Gráinne de Búrca joined the NYU Law faculty in 2011. Before joining NYU, she held tenured posts as professor at Harvard Law School, Fordham Law School, and at the European University Institute in Florence. Before that, she was Fellow of Somerville College and lecturer in law at Oxford University from 1990 to 1998. She was deputy director of the Center for European and Comparative law at Oxford University, and co-director of the Academy of European Law at the EUI in Florence. She has also been a visiting professor at Columbia Law School, a member of NYU’s Global Law faculty and Straus Inaugural Fellow at NYU.
Her main field of research and expertise is European Union law, and she has written widely on questions of European constitutional law and governance, human rights and discrimination, and international relations. She studied law at University College Dublin and the University of Michigan and was admitted to the bar at Kings Inns, Dublin. She is co-editor of the Oxford University Press series Oxford Studies in European Law, and co-author of the leading OUP textbook EU Law, currently in its sixth edition. She is co-editor-in-chief of the International Journal of Constitutional Law (I•CON) and serves on the editorial board of the European Law Journal and the Journal of Common Market Studies, and on the advisory board of numerous other journals.
1. Tell us about something you are working on right now.
I have been working for a while on a project concerning the uneven use of European Union anti-discrimination legislation in national courts. I am trying to find an explanation (or explanations) for the paucity of cases being referred to the European Court of justice dealing with issues of racial and religious discrimination, despite the existence of robust EU anti-discrimination legislation in these fields for over 14 years, and despite there being no shortage of conflicts arising on these issues.

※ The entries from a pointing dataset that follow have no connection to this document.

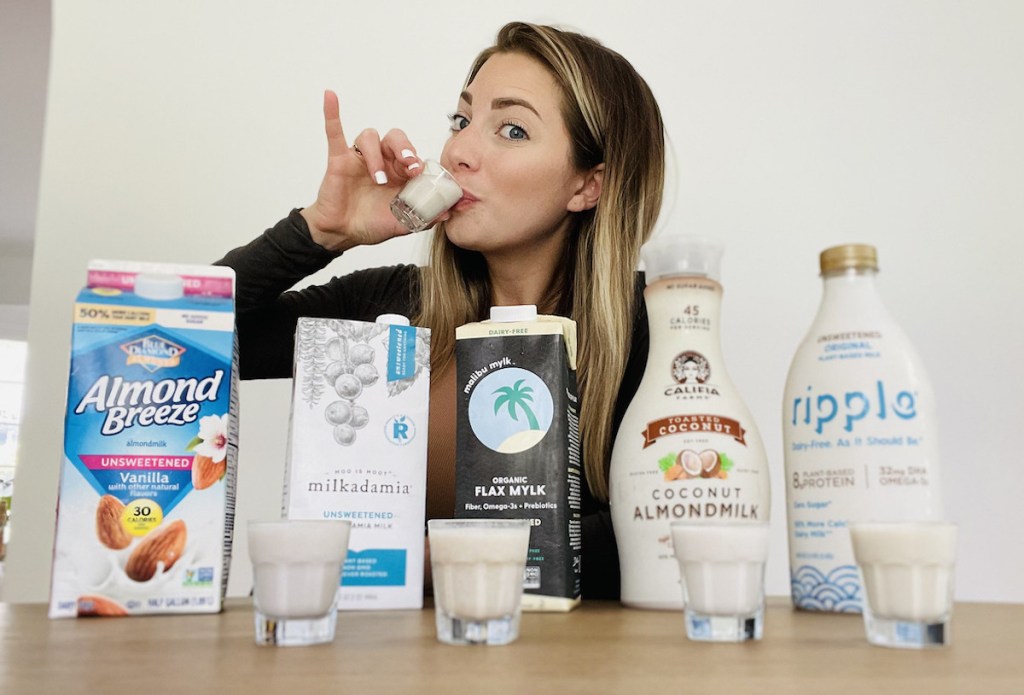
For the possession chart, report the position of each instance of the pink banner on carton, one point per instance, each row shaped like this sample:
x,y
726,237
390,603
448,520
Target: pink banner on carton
x,y
137,463
194,285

2. How and when do you write? Do you have a routine or do you write whenever and wherever you find the time?
Oddly, I find that I write best whenever I am busiest with other issues (teaching, administration, conference travel etc). Pressure helps me to write. In theory I would like to think I am most productive while on sabbatical leave or during the vacations between semesters, but the reality is that I write most effectively when I have real deadlines. And I need to be disconnected from the internet when I write! Otherwise, no particular routine.
3. Whose scholarship jumps to the top of your reading list when she or he publishes something new?
There are quite a number of authors whose work I always value reading, but it seems invidious or arbitrary (and maybe ill-advised!) to single out any one.
4. Is there an article or book that influenced you as a student and that continues today to be an important reference point for you?
Robert Keohane’s book After Hegemony was an important work for me, and Joseph Weiler’s article “The Dual Character of Supranationalism” first led me to become really interested in issues of European integration.
5. What are some of the big questions ripe for inquiry in your area of research interest?
The turbulent state of the European Union today (indeed, the turbulent state of many democracies and of the global order more generally) has – despite the anxiety to which it gives rise – given rise to many important questions for scholars to address. Apart from the obvious and compelling questions concerning the challenges to constitutional values and institutions across many jurisdictions created by the rise of illiberal populism and the election of leaders who seek to consolidate power and to remove constitutional checks and balances, there is also a series of important questions to be asked about the apparent decline in support for transnational cooperation and integration. These include questions about the conditions for successful forms of transnational integration, and the conditions under which support for such organizations weakens and declines. The EU represents a dense and highly developed form of transnational cooperation, but a similar decline in support is evident also in the withdrawal from – or challenges mounted by – various states and governments to a range of other international institutions and organizations. The question of what kinds of reform to international institutions and organizations (including the EU) may be necessary for their continuation and in order for them to successfully address global and transnational problems seem both intellectually as well as practically urgent, as does the question what kind of innovative institutions or organizations might be imagined to deal with the specific challenges presented today.